Les effets à long terme d’une telle politique de prix méritent une attention particulière. A court terme, les consommateurs en profitent, mais des conditions de marché équitables et durables exigent plus que des prix avantageux. Marchés équitables Suisse s’engage donc non seulement pour des prix raisonnables aux producteurs, mais aussi pour une répartition équitable de la valeur ajoutée tout au long de la chaîne d’approvisionnement. Il est essentiel que la promesse de ne pas répercuter les baisses de prix sur les producteurs soit réellement tenue. En tant que plus grand fournisseur de produits suisses, Migros a la responsabilité particulière d’appliquer une stratégie de prix qui tienne compte des coûts et des risques réels tout au long de la chaîne de valeur.
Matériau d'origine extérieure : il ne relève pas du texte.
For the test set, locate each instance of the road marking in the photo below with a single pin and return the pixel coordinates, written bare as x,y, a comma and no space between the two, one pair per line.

Dans l’intérêt d’une production durable et de normes de qualité élevées, l’Union suisse des paysans avertit également que « seule une production rentable est une production durable ». Marchés équitables Suisse soutient cette position et demande en outre une plus grande transparence tout au long de la chaîne d’approvisionnement.

Le pouvoir de marché du plus grand acheteur de produits agricoles en Suisse appelle également à la responsabilité, afin d’orienter les développements dans la bonne direction et de les utiliser dans l’intérêt des producteurs (agricoles).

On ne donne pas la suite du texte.